You can easily use sheetFeeder in Pandas projects. Data retrieved from Google Sheets is easily translated into Pandas dataframes. Pandas outputs can be posted to Google Sheets as well. The file pandas_examples.py demonstrates some use cases. The default output from sheetFeeder is a 2-dimensional list array. So, assuming the first row contains the heads, you only need to pop that row into the columns parameter when creating a DataFrame object.

def datasheet_to_dataframe(_sheet_id, _sheet_range):
  the_data = dataSheet(_sheet_id, _sheet_range).getData()
  heads = the_data.pop(0)  # assumes the first row is column heads.
  return pd.DataFrame(the_data, columns=heads)

df = datasheet_to_dataframe(sheet_id, sheet_range)

Using the sample table in the example, the df object will look like:

    Col A Col B Col C Col D
0     1     2     3     4
1     5     6     7     8

The reverse process converts a Pandas dataframe back into a 2-dimensional array for use in sheetFeeder:

def dataframe_to_datasheet(_df):
  heads = list(_df.columns.values)
  ds = _df.values.tolist()
  ds.insert(0, heads)
  return ds

dataframe_to_datasheet(df)

>>> [['Col A', 'Col B', 'Col C', 'Col D'], ['1', '2', '3', '4'], ['5', '6', '7', '8']]

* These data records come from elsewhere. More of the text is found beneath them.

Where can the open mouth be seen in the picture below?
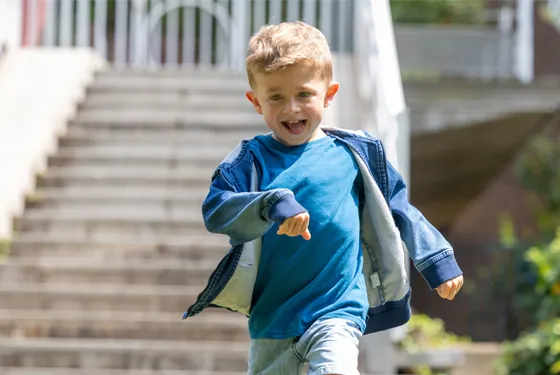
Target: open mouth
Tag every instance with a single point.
(295, 126)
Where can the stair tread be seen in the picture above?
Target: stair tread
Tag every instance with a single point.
(80, 264)
(96, 371)
(198, 240)
(101, 289)
(110, 345)
(215, 317)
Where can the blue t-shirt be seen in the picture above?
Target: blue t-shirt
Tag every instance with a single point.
(302, 281)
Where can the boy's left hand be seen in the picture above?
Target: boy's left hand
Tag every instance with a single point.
(449, 289)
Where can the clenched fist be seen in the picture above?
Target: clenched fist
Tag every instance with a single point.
(449, 289)
(296, 226)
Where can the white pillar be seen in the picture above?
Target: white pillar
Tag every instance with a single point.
(392, 127)
(10, 22)
(525, 41)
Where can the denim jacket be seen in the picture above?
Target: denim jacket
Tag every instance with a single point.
(392, 230)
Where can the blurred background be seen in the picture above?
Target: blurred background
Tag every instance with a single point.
(114, 114)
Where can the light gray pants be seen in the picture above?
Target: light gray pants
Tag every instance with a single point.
(327, 347)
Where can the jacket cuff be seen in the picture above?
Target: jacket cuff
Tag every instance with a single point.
(284, 208)
(441, 271)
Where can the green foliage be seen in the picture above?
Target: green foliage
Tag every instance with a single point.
(534, 269)
(545, 262)
(535, 353)
(424, 333)
(438, 11)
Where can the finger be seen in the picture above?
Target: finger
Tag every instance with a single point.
(305, 224)
(282, 228)
(444, 290)
(294, 221)
(298, 227)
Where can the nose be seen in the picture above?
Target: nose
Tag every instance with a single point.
(292, 106)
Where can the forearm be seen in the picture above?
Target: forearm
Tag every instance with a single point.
(246, 216)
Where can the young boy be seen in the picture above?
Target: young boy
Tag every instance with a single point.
(318, 220)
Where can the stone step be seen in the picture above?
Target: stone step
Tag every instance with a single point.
(181, 72)
(110, 176)
(98, 296)
(101, 223)
(58, 200)
(167, 174)
(136, 156)
(162, 151)
(163, 121)
(74, 371)
(150, 194)
(132, 216)
(190, 85)
(189, 213)
(168, 101)
(123, 354)
(80, 136)
(76, 270)
(215, 326)
(195, 248)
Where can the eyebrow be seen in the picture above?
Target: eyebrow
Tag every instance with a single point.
(275, 89)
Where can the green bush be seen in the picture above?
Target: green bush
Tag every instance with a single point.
(438, 11)
(545, 261)
(535, 353)
(535, 269)
(424, 333)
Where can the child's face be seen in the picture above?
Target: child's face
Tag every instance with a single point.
(292, 101)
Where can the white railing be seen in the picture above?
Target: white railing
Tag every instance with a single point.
(175, 32)
(382, 106)
(10, 23)
(382, 111)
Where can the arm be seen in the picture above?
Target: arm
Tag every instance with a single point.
(430, 252)
(245, 216)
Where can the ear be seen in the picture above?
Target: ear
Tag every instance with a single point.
(331, 92)
(253, 99)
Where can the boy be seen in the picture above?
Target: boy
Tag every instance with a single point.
(318, 221)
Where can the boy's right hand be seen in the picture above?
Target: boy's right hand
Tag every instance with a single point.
(296, 226)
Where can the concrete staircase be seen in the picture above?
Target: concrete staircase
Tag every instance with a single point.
(111, 248)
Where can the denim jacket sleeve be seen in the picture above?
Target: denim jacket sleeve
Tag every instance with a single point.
(242, 215)
(430, 252)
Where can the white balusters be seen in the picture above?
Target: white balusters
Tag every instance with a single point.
(49, 35)
(172, 35)
(31, 31)
(309, 12)
(121, 32)
(205, 46)
(65, 28)
(100, 29)
(325, 19)
(275, 11)
(293, 10)
(189, 34)
(259, 14)
(82, 23)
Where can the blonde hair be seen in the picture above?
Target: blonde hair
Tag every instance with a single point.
(276, 47)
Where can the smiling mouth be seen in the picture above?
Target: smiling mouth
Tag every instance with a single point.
(296, 126)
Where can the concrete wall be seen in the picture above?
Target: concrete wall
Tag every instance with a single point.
(39, 89)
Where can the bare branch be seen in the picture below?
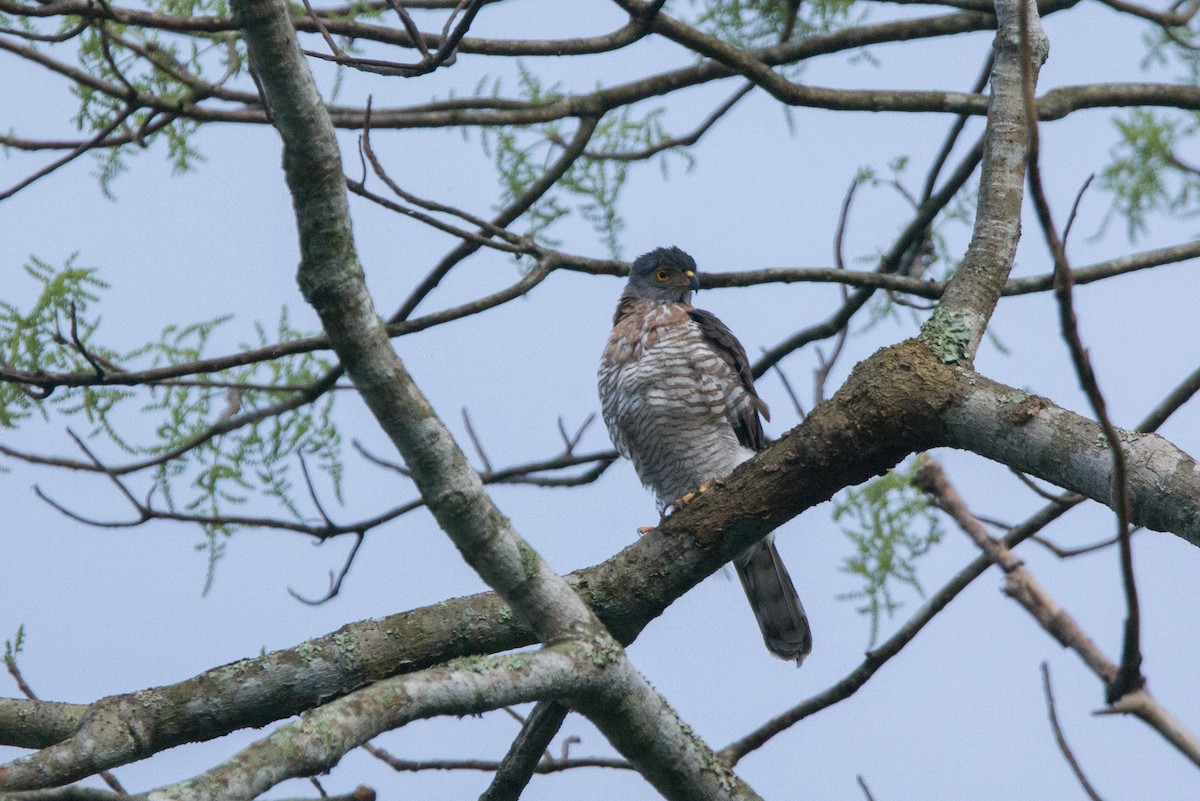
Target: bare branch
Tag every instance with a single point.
(1061, 739)
(1129, 678)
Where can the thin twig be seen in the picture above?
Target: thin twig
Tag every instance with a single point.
(1060, 738)
(1129, 676)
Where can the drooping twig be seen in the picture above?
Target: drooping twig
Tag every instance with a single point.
(1061, 739)
(1129, 678)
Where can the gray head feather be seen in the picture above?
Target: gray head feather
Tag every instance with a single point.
(666, 275)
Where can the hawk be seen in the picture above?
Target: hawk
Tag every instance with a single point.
(679, 402)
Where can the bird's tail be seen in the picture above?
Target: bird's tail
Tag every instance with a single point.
(778, 608)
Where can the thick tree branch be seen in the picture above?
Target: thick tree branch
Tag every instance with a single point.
(900, 401)
(622, 704)
(958, 324)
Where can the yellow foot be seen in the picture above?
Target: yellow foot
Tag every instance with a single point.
(690, 497)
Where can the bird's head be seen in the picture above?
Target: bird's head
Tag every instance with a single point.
(666, 275)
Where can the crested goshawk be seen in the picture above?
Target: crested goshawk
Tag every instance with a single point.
(679, 402)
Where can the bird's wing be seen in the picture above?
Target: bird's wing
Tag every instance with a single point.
(745, 405)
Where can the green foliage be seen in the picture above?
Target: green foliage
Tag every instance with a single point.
(760, 23)
(199, 473)
(40, 339)
(593, 182)
(891, 525)
(149, 64)
(1145, 174)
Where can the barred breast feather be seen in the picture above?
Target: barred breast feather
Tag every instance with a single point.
(679, 402)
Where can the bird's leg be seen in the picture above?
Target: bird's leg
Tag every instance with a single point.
(690, 497)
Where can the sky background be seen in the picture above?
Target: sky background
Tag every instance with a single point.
(959, 714)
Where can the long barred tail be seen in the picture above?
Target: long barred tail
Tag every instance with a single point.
(778, 608)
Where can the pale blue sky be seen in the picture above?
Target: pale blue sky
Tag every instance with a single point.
(959, 714)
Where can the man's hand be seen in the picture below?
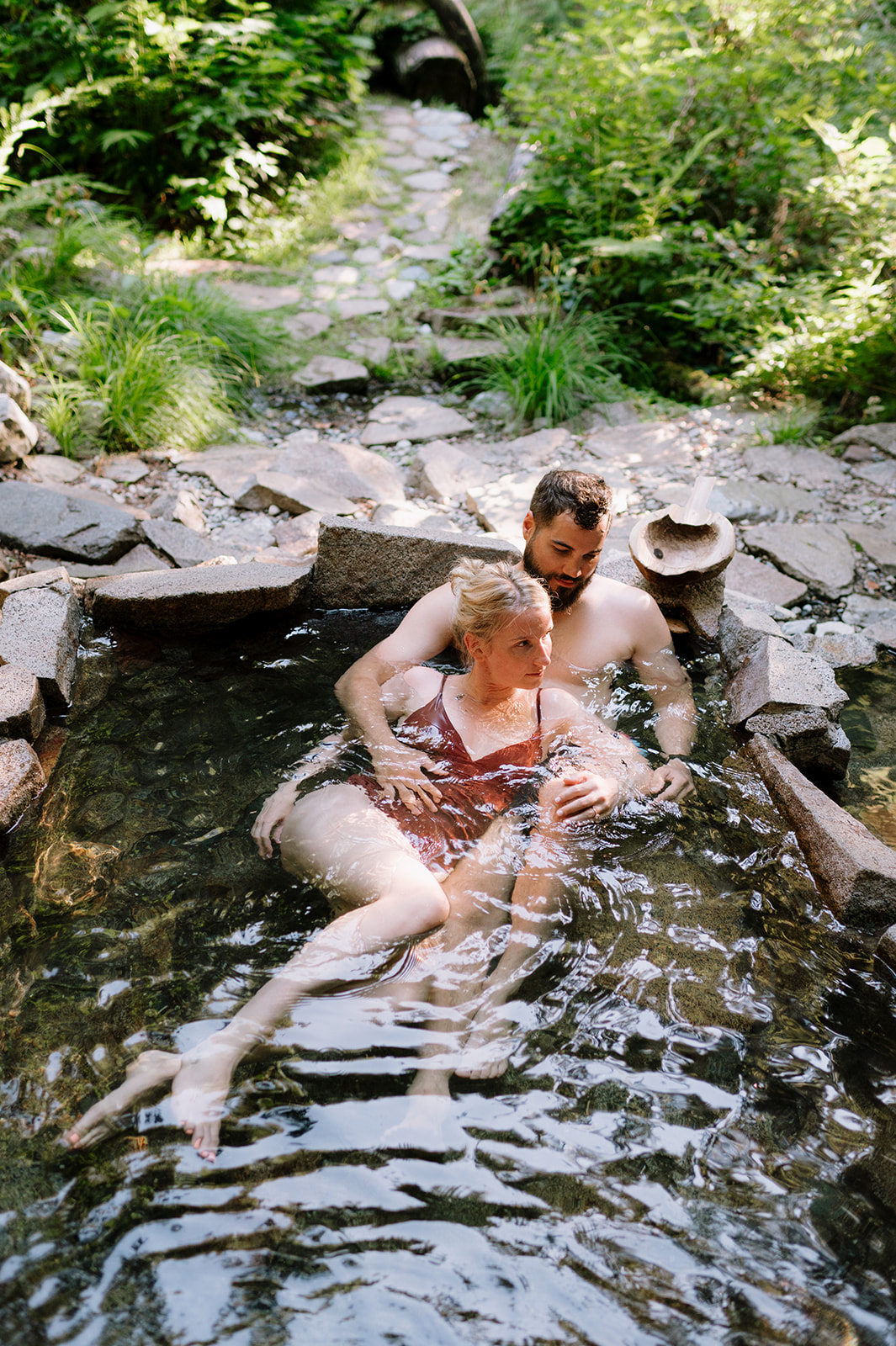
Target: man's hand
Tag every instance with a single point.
(402, 771)
(275, 812)
(586, 794)
(671, 781)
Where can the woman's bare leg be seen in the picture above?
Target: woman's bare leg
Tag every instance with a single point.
(339, 840)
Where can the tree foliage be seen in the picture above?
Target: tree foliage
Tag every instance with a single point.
(193, 107)
(721, 175)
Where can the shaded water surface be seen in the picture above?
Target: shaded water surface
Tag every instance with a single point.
(693, 1142)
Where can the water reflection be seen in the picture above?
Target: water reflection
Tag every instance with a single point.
(694, 1142)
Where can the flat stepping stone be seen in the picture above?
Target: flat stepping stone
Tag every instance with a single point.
(819, 555)
(428, 181)
(373, 349)
(51, 469)
(125, 469)
(208, 596)
(337, 275)
(883, 435)
(295, 495)
(262, 299)
(22, 710)
(876, 543)
(775, 675)
(347, 309)
(345, 470)
(754, 579)
(305, 326)
(49, 522)
(412, 417)
(182, 545)
(332, 374)
(22, 780)
(40, 632)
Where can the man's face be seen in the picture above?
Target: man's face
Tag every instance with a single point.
(563, 555)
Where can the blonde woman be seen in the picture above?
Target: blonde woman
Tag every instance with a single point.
(389, 872)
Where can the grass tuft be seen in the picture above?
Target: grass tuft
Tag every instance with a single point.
(554, 365)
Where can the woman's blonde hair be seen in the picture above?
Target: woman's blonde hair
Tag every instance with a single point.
(487, 596)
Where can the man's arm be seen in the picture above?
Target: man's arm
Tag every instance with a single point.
(422, 634)
(669, 688)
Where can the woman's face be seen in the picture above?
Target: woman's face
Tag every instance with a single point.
(520, 652)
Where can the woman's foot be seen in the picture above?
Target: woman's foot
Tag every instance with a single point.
(148, 1072)
(487, 1049)
(201, 1089)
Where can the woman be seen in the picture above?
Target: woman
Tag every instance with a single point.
(386, 872)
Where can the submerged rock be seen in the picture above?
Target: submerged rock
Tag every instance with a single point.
(22, 710)
(373, 565)
(20, 780)
(40, 632)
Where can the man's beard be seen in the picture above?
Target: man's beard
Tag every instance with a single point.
(563, 598)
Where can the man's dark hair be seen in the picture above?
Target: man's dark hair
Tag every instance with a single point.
(565, 491)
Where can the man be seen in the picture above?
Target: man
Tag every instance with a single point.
(597, 623)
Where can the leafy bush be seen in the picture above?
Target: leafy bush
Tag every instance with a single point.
(167, 357)
(691, 174)
(202, 107)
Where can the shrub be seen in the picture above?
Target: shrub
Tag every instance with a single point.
(210, 103)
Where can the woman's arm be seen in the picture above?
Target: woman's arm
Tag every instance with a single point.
(278, 807)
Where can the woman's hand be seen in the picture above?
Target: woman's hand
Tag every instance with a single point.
(406, 771)
(275, 812)
(586, 794)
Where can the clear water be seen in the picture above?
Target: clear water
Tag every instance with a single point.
(694, 1142)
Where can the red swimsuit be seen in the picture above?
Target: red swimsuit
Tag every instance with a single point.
(471, 793)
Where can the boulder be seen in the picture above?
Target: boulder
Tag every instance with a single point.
(345, 470)
(305, 326)
(819, 555)
(182, 544)
(809, 739)
(777, 676)
(13, 385)
(47, 522)
(413, 419)
(294, 495)
(444, 471)
(501, 505)
(805, 468)
(331, 374)
(876, 543)
(740, 632)
(22, 710)
(368, 565)
(842, 649)
(853, 870)
(202, 598)
(228, 466)
(883, 435)
(883, 633)
(18, 434)
(761, 583)
(20, 780)
(50, 469)
(40, 632)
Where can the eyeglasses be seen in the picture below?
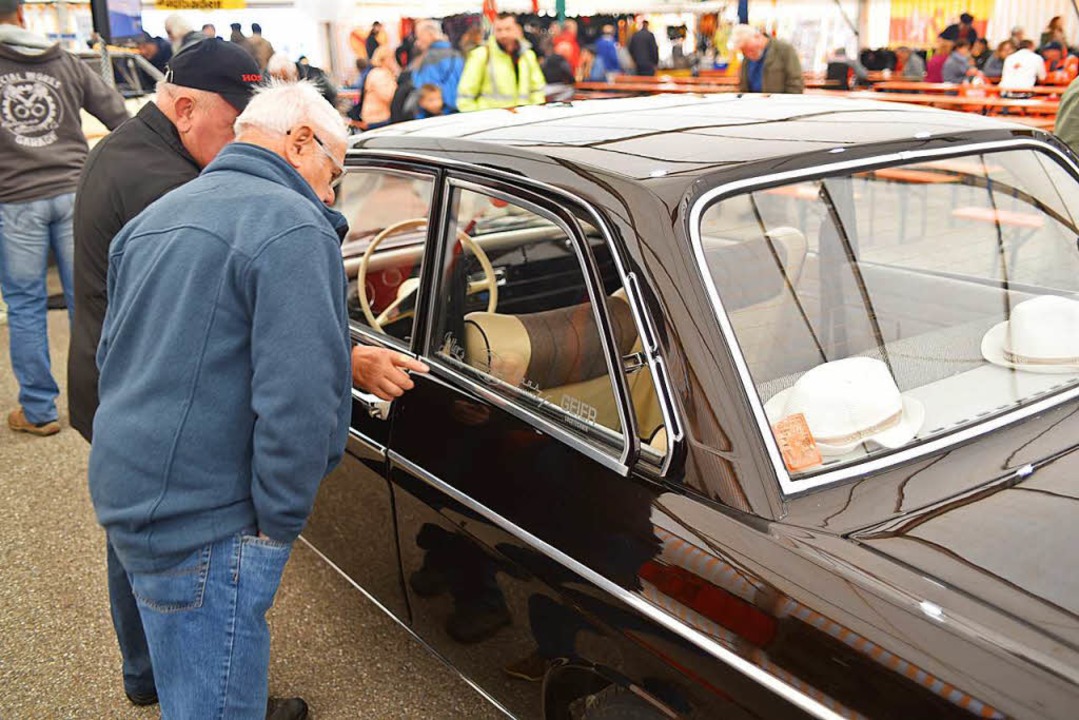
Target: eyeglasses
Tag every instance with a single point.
(338, 167)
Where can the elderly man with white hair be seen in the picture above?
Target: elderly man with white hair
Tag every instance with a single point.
(224, 395)
(282, 68)
(769, 65)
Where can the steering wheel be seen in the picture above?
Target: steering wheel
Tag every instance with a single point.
(490, 282)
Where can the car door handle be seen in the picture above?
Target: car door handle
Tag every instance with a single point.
(376, 406)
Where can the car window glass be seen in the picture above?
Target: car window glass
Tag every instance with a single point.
(514, 313)
(883, 308)
(388, 209)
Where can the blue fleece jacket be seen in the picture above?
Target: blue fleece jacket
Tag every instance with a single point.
(440, 66)
(224, 362)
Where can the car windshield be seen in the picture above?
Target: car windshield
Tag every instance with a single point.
(876, 310)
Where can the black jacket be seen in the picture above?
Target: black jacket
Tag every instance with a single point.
(644, 51)
(133, 166)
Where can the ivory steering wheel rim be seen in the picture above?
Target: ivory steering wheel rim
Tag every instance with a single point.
(490, 281)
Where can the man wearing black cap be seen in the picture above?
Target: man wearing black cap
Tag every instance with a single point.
(164, 146)
(961, 30)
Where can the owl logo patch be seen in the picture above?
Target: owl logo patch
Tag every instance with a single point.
(30, 108)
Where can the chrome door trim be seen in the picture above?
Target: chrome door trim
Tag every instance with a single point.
(408, 629)
(618, 386)
(725, 655)
(788, 486)
(454, 379)
(657, 366)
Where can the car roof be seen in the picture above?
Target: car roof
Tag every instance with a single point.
(687, 136)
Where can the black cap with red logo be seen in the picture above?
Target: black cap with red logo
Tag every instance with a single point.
(219, 67)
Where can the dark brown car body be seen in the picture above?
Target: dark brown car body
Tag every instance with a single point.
(943, 586)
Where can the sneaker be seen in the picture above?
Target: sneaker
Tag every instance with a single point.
(532, 668)
(286, 708)
(141, 700)
(18, 422)
(475, 623)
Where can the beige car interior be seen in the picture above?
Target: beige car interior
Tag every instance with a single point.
(558, 353)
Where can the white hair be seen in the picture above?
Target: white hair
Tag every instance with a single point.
(280, 64)
(741, 35)
(176, 26)
(283, 105)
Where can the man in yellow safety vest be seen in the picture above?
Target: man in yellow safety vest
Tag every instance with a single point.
(503, 72)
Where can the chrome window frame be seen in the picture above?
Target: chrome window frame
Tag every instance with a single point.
(451, 186)
(650, 337)
(791, 487)
(364, 330)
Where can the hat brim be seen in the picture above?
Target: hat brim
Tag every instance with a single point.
(993, 350)
(897, 436)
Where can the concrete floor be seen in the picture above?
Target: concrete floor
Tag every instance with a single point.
(58, 656)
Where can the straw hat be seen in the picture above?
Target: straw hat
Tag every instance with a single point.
(850, 402)
(1041, 336)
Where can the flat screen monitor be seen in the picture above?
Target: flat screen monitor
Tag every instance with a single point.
(117, 21)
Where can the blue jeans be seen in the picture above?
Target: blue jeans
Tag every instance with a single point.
(138, 669)
(205, 623)
(29, 230)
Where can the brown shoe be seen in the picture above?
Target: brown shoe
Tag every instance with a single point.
(18, 422)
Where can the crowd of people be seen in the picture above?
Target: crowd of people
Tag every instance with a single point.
(1018, 62)
(217, 339)
(428, 76)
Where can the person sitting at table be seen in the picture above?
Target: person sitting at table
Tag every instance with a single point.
(1061, 66)
(961, 30)
(910, 66)
(981, 53)
(1023, 69)
(959, 66)
(934, 68)
(1054, 32)
(995, 66)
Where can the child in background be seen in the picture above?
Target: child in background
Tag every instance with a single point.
(431, 103)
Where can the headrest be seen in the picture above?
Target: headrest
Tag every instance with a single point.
(547, 349)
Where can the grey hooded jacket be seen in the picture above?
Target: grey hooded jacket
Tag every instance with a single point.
(42, 89)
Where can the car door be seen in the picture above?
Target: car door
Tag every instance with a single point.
(352, 525)
(510, 460)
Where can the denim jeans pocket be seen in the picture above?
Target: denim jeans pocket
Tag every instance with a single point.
(178, 588)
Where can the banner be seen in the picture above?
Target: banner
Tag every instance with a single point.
(917, 23)
(200, 4)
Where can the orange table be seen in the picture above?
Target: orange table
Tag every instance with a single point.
(951, 102)
(904, 85)
(631, 79)
(912, 176)
(1040, 123)
(655, 87)
(1018, 221)
(907, 177)
(961, 166)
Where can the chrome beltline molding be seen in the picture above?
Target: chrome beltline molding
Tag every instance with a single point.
(789, 486)
(731, 659)
(408, 629)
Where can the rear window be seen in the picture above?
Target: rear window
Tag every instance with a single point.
(881, 309)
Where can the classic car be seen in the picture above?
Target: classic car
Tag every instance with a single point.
(738, 407)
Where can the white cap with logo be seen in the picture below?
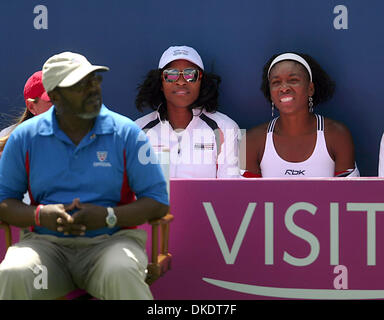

The getDataSeries() method also gets data as series such that they can be fed into a Pandas dataframe easily:

ds = dataSheet(sheet_id, sheet_range)
ds_series = ds.getDataSeries()
ds_series

>>> {'Col A': ['1', '5'], 'Col B': ['2', '6'], 'Col C': ['3', '7'], 'Col D': ['4', '8']}

pd.DataFrame(ds_series)

>>> 
  Col A Col B Col C Col D
0     1     2     3     4
1     5     6     7     8

Run the included pandas_examples.py to demonstrate the transformations to and from Pandas.

Error handling and recovery

Occasionally the API returns an HTTP error of one kind or another (googleapiclient.errors.HttpError) and refuses a request. Assuming credentials are in order, this is likely an intermittent problem on the server side, and can be addressed by recovering and retrying the request after a short interval. Several defaults are defined as global variables in sheetFeeder.py to apply to all API calls:

  • retry_default = True
  • interval_default = 0.5
  • max_tries_default = 5

A backoff function will double the retry interval with each try until the max number is reached. If the request still cannot be executed, an exception is raised of the class sheetFeederError. The optimal interval between retries is subject to speculation.

Notes

This is a work in progress. Comments/suggestions very welcome.